State leaders have answered the local call to fund millions of dollars in needed upkeep and staff for the crumbling Central Terminal.
Empire State Development said Friday it will provide $5 million for repairs and restoration of the east side landmark. Money will also be used to fund multiple positions, including an executive director to oversee the work and day-to-day operations.
In late January, Sen. Tim Kennedy (D-Buffalo) urged the state ESD and its CEO Howard Zemsky to invest $5 million from the Buffalo Billion II to weatherize and stabilize the old train station.
ESD funded an Urban Land Institute study last year to analyze reuse possibilities. Common Council Member David Franczyk said in January it called for a private-public partnership to redevelop the site, which will have to be done incrementally over a period of years.

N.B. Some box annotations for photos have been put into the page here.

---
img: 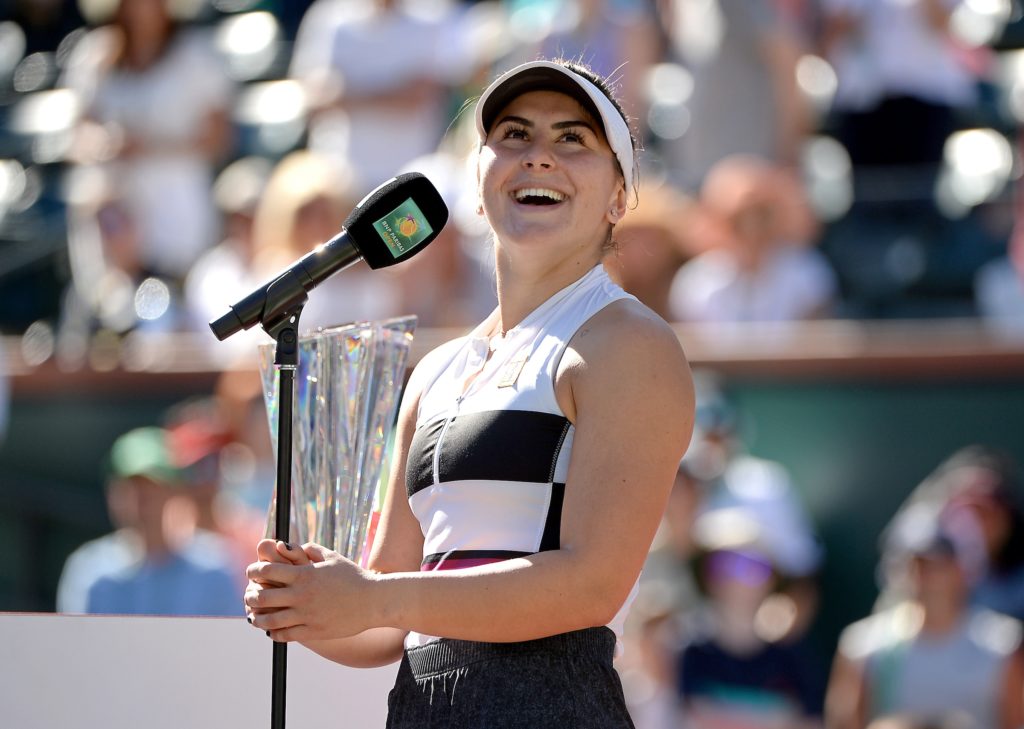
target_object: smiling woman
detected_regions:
[245,61,693,729]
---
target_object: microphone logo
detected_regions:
[374,198,433,258]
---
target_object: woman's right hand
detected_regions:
[246,540,311,623]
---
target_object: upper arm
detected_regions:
[368,356,423,572]
[556,302,693,605]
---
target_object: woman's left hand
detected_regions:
[245,544,374,642]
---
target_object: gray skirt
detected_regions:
[387,628,633,729]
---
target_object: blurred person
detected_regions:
[247,149,401,331]
[669,156,838,321]
[604,182,700,321]
[883,444,1024,620]
[164,397,268,589]
[935,445,1024,620]
[57,427,242,615]
[510,0,665,125]
[0,0,82,56]
[826,514,1024,729]
[240,60,692,729]
[677,543,822,729]
[974,182,1024,338]
[658,0,811,190]
[392,144,496,328]
[683,372,824,638]
[57,165,180,344]
[184,157,273,337]
[289,0,475,190]
[867,712,977,729]
[62,0,233,286]
[821,0,978,204]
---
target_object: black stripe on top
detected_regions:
[406,411,569,497]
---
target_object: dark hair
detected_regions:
[551,58,640,155]
[552,58,640,253]
[933,444,1024,574]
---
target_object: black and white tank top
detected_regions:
[406,266,636,647]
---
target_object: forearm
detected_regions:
[301,628,406,669]
[368,549,626,642]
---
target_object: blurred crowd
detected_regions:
[0,0,1024,729]
[618,379,1024,729]
[0,0,1024,356]
[56,372,1024,729]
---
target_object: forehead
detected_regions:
[495,90,604,140]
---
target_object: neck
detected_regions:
[495,240,601,334]
[921,601,964,635]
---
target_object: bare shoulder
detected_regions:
[556,300,693,422]
[565,300,689,379]
[406,337,466,398]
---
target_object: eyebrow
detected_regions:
[495,115,597,135]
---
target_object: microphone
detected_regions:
[210,172,449,341]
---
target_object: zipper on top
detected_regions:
[432,395,466,486]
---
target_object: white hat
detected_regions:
[476,60,635,194]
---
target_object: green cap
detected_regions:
[111,427,181,482]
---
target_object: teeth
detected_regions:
[515,187,565,203]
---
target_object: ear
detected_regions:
[604,184,626,225]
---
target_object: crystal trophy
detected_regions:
[259,316,416,563]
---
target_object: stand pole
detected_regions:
[270,323,299,729]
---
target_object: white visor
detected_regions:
[476,60,635,196]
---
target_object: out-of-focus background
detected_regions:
[6,0,1024,729]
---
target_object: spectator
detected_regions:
[822,0,977,210]
[290,0,473,189]
[519,0,664,126]
[65,0,233,285]
[604,182,700,321]
[883,444,1024,620]
[826,518,1024,729]
[678,548,821,729]
[669,157,837,321]
[974,206,1024,338]
[57,428,242,615]
[247,149,400,331]
[184,157,272,342]
[660,0,810,189]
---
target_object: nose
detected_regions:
[522,140,555,170]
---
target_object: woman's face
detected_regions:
[477,91,626,259]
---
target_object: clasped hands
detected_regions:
[245,540,374,642]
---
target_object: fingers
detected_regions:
[243,583,296,614]
[267,541,310,565]
[256,540,290,563]
[246,562,300,587]
[302,543,339,562]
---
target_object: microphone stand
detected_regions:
[260,271,308,729]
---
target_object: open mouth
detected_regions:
[513,187,565,207]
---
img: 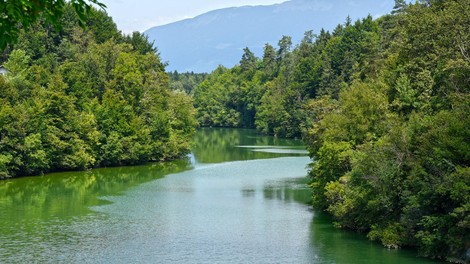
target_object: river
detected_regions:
[0,129,435,264]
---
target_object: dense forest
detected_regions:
[191,0,470,263]
[0,4,196,178]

Buffalo Common Councilman David Franczyk has said there is a strong desire for the Central Terminal to act as a catalyst for the entire Broadway-Fillmore, East Side area, in addition to helping the city.
The Central Terminal, located in the Broadway-Fillmore District, opened in 1929 and operated for 50 years before closing as a train station in 1979. The 18-acre site was acquired by the Central Terminal Restoration Corp. in 1997.
The station hosts many public events each year and contains a small rail museum. In 2017, the station secured a $250,000 grant for electrical upgrades through NYS Assemblywoman Crystal Peoples-Stokes.
The CTRC parted ways last year with former designated developer Harry Stinson’s JSK International. The agreement expired in May 2017.
The Central Terminal was considered one of the potential locations for the city’s new train station, but the train station selection committee voted in April 2017 to instead build the station downtown.
CTRC Vice Chairman Paul Lang said he believes Hollywood played a major role in the state’s investment decision, as filming of the movie “Marshall” opened a lot of eyes to the Central Terminal.
“They were here for a couple months, so we were regularly seeing directors, and politicians–that were coming through the building tied to the ‘Marshal’ filming–that allowed them to see the potential.”
Because of years of neglect and deterioration after the Central Terminal’s closing, city officials were considering demolition of the building as late as 1994.